Friedman sees this as a pure step in Qodo’s mission. “We’re releasing Qodo Embed One as step one. Our objective is to repeatedly enhance throughout three dimensions: accuracy, assist for extra languages, and higher dealing with of particular frameworks and libraries.”
Past Hugging Face, the mannequin will even be out there by means of Nvidia’s NIM platform and AWS SageMaker JumpStart, making it even simpler for enterprises to deploy and combine it into their current growth environments.
The way forward for AI in enterprise software program dev
AI-powered coding instruments are quickly evolving, however the focus is shifting past code technology towards code understanding, retrieval and high quality assurance. As enterprises transfer to combine AI deeper into their software program engineering processes, instruments like Qodo-Embed-1-1.5B will play a vital function in making AI methods extra dependable, environment friendly and cost-effective.

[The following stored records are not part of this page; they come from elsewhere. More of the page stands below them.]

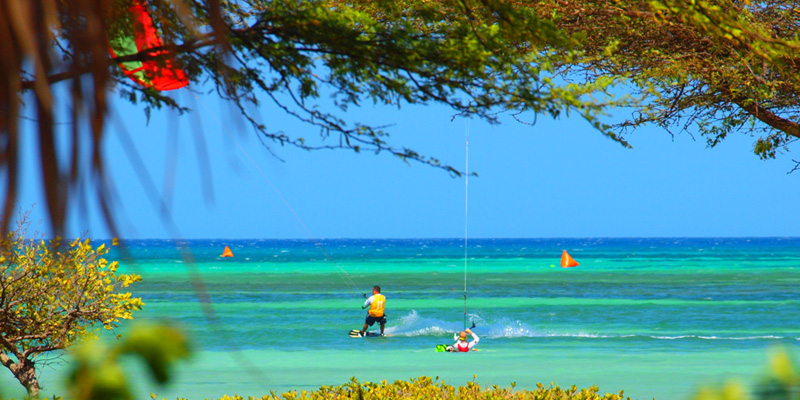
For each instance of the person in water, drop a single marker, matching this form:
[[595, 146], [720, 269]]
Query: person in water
[[462, 345], [376, 304]]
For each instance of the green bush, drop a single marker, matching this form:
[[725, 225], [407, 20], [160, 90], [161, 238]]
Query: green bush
[[431, 388]]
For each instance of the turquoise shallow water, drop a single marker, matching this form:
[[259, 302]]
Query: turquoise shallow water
[[655, 317]]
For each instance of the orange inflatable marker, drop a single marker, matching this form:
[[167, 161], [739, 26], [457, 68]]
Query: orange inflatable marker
[[227, 252], [567, 261]]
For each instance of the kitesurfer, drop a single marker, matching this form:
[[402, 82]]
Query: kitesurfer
[[462, 345], [376, 304]]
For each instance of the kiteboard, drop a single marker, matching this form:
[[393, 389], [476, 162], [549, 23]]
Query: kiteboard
[[357, 333]]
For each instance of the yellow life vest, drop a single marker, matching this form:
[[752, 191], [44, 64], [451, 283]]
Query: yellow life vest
[[376, 308]]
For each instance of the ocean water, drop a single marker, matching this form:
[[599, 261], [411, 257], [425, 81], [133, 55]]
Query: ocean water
[[657, 318]]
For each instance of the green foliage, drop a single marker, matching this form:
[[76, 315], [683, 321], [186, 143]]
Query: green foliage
[[51, 295], [98, 375], [429, 388], [781, 382]]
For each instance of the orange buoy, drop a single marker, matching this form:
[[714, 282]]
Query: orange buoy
[[227, 252], [567, 261]]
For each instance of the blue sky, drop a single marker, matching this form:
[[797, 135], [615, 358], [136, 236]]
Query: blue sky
[[558, 178]]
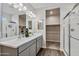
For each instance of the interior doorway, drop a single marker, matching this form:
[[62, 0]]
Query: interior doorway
[[53, 28]]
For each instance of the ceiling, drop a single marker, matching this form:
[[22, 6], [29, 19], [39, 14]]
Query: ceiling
[[43, 5]]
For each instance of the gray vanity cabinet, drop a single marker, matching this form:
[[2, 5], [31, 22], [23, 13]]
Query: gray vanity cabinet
[[28, 49], [0, 50], [25, 52], [32, 49], [39, 43]]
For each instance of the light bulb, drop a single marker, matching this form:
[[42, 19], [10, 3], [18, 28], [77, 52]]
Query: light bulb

“In the event you’re a developer in a Fortune 15,000 firm, you don’t simply use Copilot or Cursor. You may have workflows and inner initiatives that require deep understanding of huge codebases. That’s the place a high-quality code embedding mannequin turns into important,” Friedman stated.
Qodo’s newest mannequin is a step towards a future the place AI isn’t simply helping builders with writing code — it’s serving to them perceive, handle and optimize it throughout advanced, large-scale software program ecosystems.
For enterprise groups seeking to leverage AI for extra clever code search, retrieval and high quality management, Qodo’s new embedding mannequin provides a compelling, high-performance various to bigger, extra resource-intensive options.